Home

TextParse

TextParse uses Julia's generated functions to generate efficient specialized parsers for text files. TextParse minimizes allocations and hence avoids involving the GC.

Installation

Pkg.add("TextParse")

Reading CSV

The most useful API is probably csvread - read a CSV file:

TextParse.csvreadFunction.
csvread(file::Union{String,IO}, delim=','; <arguments>...)

Read CSV from file. Returns a tuple of 2 elements:

  1. A tuple of columns each either a Vector, or StringArray
  2. column names if header_exists=true, empty array otherwise

Arguments:

  • file: either an IO object or file name string
  • delim: the delimiter character
  • spacedelim: (Bool) parse space-delimited files. delim has no effect if true.
  • quotechar: character used to quote strings, defaults to "
  • escapechar: character used to escape quotechar in strings. (could be the same as quotechar)
  • commentchar: ignore lines that begin with commentchar
  • row_estimate: estimated number of rows in the file. Defaults to 0 in which case we try to estimate this.
  • skiplines_begin: skips specified number of lines at the beginning of the file
  • header_exists: boolean specifying whether CSV file contains a header
  • nastrings: strings that are to be considered NA. Defaults to TextParse.NA_STRINGS
  • colnames: manually specified column names. Could be a vector or a dictionary from Int index (the column) to String column name.
  • colparsers: Parsers to use for specified columns. This can be a vector or a dictionary from column name / column index (Int) to a "parser". The simplest parser is a type such as Int, Float64. It can also be a dateformat"...", see CustomParser if you want to plug in custom parsing behavior. If you pass nothing as the parser for a given column, that column will be skipped
  • type_detect_rows: number of rows to use to infer the initial colparsers defaults to 20.
source

Some notable features of the CSV parser are:

Extensible parsing framework

TextParse operates by defining small parsers which are specialized to parse one kind of text very efficiently. Each such parser is described by a subtype of AbstractToken{T}. An AbstractToken{T} type should implement a tryparsenext method:

Dates.tryparsenextFunction.

tryparsenext{T}(tok::AbstractToken{T}, str, i, till, localopts)

Parses the string str starting at position i and ending at or before position till. localopts is a LocalOpts object which contains contextual options for quoting and NA parsing. (see LocalOpts documentation)
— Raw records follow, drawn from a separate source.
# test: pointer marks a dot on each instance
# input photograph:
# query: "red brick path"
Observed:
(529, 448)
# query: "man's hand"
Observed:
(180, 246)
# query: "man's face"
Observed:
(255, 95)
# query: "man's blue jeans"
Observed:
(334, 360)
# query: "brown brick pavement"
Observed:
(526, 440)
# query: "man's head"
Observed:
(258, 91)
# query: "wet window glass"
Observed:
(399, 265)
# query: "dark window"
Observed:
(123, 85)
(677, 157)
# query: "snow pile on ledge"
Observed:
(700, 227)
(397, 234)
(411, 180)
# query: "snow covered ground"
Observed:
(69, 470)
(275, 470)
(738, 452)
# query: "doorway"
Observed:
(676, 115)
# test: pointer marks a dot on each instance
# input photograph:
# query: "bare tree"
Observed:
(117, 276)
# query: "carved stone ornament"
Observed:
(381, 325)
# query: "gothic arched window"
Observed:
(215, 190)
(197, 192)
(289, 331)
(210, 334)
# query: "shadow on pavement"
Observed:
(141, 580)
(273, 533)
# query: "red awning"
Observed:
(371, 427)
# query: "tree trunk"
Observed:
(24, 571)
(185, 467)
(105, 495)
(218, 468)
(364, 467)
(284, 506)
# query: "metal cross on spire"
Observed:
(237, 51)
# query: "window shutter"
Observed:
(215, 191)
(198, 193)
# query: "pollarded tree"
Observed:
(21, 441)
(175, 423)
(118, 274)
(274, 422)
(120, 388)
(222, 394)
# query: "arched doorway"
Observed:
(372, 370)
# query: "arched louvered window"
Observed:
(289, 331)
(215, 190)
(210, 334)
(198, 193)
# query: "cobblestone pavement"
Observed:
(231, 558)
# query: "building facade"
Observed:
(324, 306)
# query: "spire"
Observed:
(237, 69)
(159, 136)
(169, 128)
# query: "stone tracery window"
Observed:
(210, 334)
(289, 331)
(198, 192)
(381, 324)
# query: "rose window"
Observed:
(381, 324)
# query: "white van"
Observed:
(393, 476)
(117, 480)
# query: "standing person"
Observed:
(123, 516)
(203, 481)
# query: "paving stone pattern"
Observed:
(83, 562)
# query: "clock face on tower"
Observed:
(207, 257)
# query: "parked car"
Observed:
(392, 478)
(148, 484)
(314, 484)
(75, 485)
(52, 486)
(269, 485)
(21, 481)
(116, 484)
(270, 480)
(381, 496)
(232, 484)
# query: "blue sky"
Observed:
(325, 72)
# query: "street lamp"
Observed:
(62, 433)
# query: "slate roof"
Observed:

tryparsenext returns a tuple (result, nextpos) where result is of type Nullable{T}, Nullable{T}() if parsing failed, non-null containing the parsed value if it succeeded. If parsing succeeded, nextpos is the position the next token, if any, starts at. If parsing failed, nextpos is the position at which the parsing failed.

source

Available AbstractToken types

parse numbers of type T

source

Parses string to the AbstractString type T. If T is StrRange returns a StrRange with start position (offset) and length of the substring. It is used internally by csvparse for avoiding allocating strings.

source
DateTimeToken(T, fmt::DateFormat)

Parse a date time string of format fmt into type T which is either Date, Time or DateTime.

source

NAToken(inner::AbstractToken; options...)

Parses a Nullable item.

Arguments

  • inner: the token to parse if non-null.
  • emptyisna: should an empty item be considered NA? defaults to true
  • nastrings: strings that are to be considered NA. Defaults to ["#N/A", "#N/A N/A", "#NA", "#n/a", "#n/a n/a", "#na", "-1.#IND", "-1.#QNAN", "-1.#ind", "-1.#qnan", "-NaN", "-nan", "-nan", "-nan", "1.#IND", "1.#QNAN", "1.#ind", "1.#qnan", "N/A", "N/A", "NA", "NA", "NULL", "NaN", "n/a", "n/a", "na", "na", "nan", "nan", "nan", "null"]
source

Quoted(inner::AbstractToken; <kwargs>...)

Arguments:

  • inner: The token inside quotes to parse
  • required: are quotes required for parsing to succeed? defaults to false
  • includequotes: include the quotes in the output. Defaults to false
  • includenewlines: include newlines that appear within quotes. Defaults to true
  • quotechar: character to use to quote (default decided by LocalOpts)
  • escapechar: character that escapes the quote char (default set by LocalOpts)
source
CustomParser(f, T)

Provide a custom parsing mechanism.

Arguments:

  • f: the parser function
  • T: The type of the parsed value

The parser function must take the following arguments:

  • str: the entire string being parsed
  • pos: the position in the string at which to start parsing
  • len: the length of the string the maximum position where to parse till
  • opts: a LocalOpts object with options local to the current field.

The parser function must return a tuple of two values:

  • result: A Nullable{T}. Set to Nothing{T}() if parsing must fail, containing the value otherwise.
  • nextpos: If parsing succeeded this must be the next position after parsing finished, if it failed this must be the position at which parsing failed.
source

LocalOpts

LocalOpts

Options local to the token currently being parsed.

  • endchar: Till where to parse. (e.g. delimiter or quote ending character)
  • spacedelim: Treat spaces as delimiters
  • quotechar: the quote character
  • escapechar: char that escapes the quote
  • includequotes: whether to include quotes while parsing
  • includenewlines: whether to include newlines while parsing
source